Marcelo volta a brilhar e Vivendo em Triunfo goleia Galáticos da Catedral por 6×0 no Carioca

Por Diogo Priori

Duas equipes que conhecem bem a competição, jogadores com a devida sequência e tempo de jogo juntos, ingredientes certos para um jogo equilibrado, certo?  Errado. O entrosamento e o valor individual foram cruciais para o placar construído pelo Vivendo em Triunfo frente a um perdido e pesado Galáticos da Catedral.  Liderado pelo meio-campo, artilheiro e por vezes regista Marcelo, a equipe verde e rosa não se intimidou com os adversários aatbalhoados na defesa e ataque para aplicar um chocolate de  6×0.

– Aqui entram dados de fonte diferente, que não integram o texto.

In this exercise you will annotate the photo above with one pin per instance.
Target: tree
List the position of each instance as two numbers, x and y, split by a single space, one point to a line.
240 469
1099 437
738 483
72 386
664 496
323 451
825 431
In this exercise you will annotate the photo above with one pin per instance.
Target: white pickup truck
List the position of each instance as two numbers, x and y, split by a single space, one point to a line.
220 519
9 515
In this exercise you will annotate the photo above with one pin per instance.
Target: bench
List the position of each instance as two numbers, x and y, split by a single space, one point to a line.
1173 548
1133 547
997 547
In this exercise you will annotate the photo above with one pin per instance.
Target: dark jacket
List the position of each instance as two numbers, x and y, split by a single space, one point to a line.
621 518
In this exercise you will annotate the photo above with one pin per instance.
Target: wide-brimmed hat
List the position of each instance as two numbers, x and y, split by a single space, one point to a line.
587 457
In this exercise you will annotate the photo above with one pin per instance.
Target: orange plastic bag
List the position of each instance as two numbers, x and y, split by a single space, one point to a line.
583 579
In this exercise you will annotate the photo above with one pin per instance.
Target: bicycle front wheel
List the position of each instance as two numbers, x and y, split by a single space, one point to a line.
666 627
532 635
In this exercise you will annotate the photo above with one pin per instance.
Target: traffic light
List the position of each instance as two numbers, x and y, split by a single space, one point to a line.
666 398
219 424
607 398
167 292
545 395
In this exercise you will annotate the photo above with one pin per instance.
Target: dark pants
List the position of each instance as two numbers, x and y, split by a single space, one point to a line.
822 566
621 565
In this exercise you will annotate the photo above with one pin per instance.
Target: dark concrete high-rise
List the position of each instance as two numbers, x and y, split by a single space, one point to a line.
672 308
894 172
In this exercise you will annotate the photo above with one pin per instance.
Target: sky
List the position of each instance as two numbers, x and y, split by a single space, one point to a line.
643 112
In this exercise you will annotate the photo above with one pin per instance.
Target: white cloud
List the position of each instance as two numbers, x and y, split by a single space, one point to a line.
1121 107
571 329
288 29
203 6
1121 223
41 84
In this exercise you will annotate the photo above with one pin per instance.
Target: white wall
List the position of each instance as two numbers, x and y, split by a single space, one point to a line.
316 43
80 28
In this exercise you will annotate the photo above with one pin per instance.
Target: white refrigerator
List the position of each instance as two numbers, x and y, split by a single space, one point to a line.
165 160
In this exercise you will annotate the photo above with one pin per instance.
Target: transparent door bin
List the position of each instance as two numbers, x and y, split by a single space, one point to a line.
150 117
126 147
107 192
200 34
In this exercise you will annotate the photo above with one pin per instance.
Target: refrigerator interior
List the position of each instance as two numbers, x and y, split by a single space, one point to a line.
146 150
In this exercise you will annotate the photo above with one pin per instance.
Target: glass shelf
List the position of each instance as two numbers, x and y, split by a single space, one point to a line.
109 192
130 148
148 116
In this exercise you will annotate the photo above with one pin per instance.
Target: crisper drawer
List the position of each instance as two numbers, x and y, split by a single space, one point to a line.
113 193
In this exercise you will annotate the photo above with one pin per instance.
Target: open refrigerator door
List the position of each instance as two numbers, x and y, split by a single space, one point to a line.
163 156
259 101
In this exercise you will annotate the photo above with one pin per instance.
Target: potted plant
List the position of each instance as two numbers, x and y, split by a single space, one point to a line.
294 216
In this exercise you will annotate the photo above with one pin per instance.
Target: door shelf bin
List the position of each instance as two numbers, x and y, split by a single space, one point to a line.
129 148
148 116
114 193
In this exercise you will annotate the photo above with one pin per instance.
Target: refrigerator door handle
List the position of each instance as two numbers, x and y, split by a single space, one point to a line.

Logo pelo início, o Vivendo em Triunfo já mostrara suas características:  Rodar a bola e achar os espaços vazios deixados pelo Galáticos da Catedral.  A velocidade era um trunfo contra a equipe branca, muito lenta no desenvolvimento de seu jogo, principalmente quando ficava evidenciado que o contra-ataque se mostrava a estratégia ideal frente a um time de melhor organização.  Thomás, camisa 55 e responsável pela saída de bola dos ‘blancos’ se encontrava pouco inspirado, acompanhado de Matheus Moreira e um lento Alezandre Gamallo na frente.

A saída do Vivendo em Triunfo era feita sem constrangimento ou mais delongas pelo meia-atacante Marcelo, camisa 10 que teve sua grande qualidade no passe explorada na zona de intermediária para garantir qualidade na construção do movimento ofensivo.  Sua participação dividia-se entre a distribuição bem feita na saída de bola e conclusão a gol ou servindo Alexssander, seu companheiro de ataque. Mario Henrique e Matheus, ambos defensores do Vivendo em Triunfo, também brilharam ao deixar o goleiro Marcus Vinicius descansando por maior tempo na partida.

Primeiro gol, fruto de tabela entre Alexssander e Marcelo, terminou em gol após a finalização do último na saída de Samuel, sem culpa no tento. 1×0

Marcelo e a trave foram protagonistas de um (ou quatro) grande entrevero.  (com perdão ao trocadilho).   O atacante já focava o ângulo para se beneficiar da baixa estatura de Samuel, não menos atento. Essa era uma das quatro oportunidades que pararam no poste.  O Galáticos já sentia o jogo e se mostrava nervoso com a situação desfavorável, ambiente propício gerado para o segundo gol, após bonito passe de Mario Henrique, Marcelo chutou cruzado no canto esquerdo de Samuel.  2×0  e muita consistência em campo.  Galáticos nessa altura, já tinha muita dificuldade e ânimo de sair pro jogo, sufocados pela pressão alta imposta por Alexssander e o faz-tudo Marcelo, sucumbiu mais uma vez, obrigando o último a fazer bonita finta pela ponta direita, encontrando sua dupla dinâmica de ataque para ampliar.  Alexgol. O terceiro da equipe.

Thomás (e o Galáticos) conseguiu dar trabalho ao Marcus Vinícius uma única vez no jogo:  Em falta bem cobrada no canto esquerdo do goleiro, obrigando o camisa 1 a praticar difícil defesa. A única dessa periculosidade até o apito final. MV chegou até a se arriscar batendo falta, obrigando Samuel e defender com os pés em uma jogada típica de futsal, preparando para a outra oportunidade, não disperdiçada para alegria dos presentes e falha do colega de posição. 4×0.

Além de pouco inspirada, me pareceu errada a estratégia dos Galáticos da Catedral em entrar com tantos jogadores sem velocidade frente a uma equipe de melhor condição física.  Explorar a velocidade seria um Oásis de oportunidade a um time que flertou com um deserto de idéias principalmente com a empolgação adversária na segunda etapa.

Alexandro Gamallo já estava fora de jogo por conta de falta dura no adversário. Se não bastasse o chocolate, ainda viriam mais dois:  Após shoot-out, Marcelo não precisou se esforçar para fazer seu hat-trick, 3×0 no canto direito do goleiro adversário. Já com três na conta, ainda driblou o goleiro para, com categoria, fechar com chave de ouro sua atuação de gala.

Melhor do jogo:

Marcelo do Vivendo em Triunfo   –   4 gols, 4 bolas na trave e uma assistência.  Só faltou fazer chover em uma atuação completa. Candidato a destaque do campeonato dependendo, é claro, do avanço de sua equipe na competição.

Pior do Jogo:

Alexandre Gamallo –  O atacante do Galáticos da Catedral bem que se esforça, esbraveja, mas além de corriqueiramente perder a cabeça, não consegue cumprir sua função e ajudar sua equipe ofensivamente.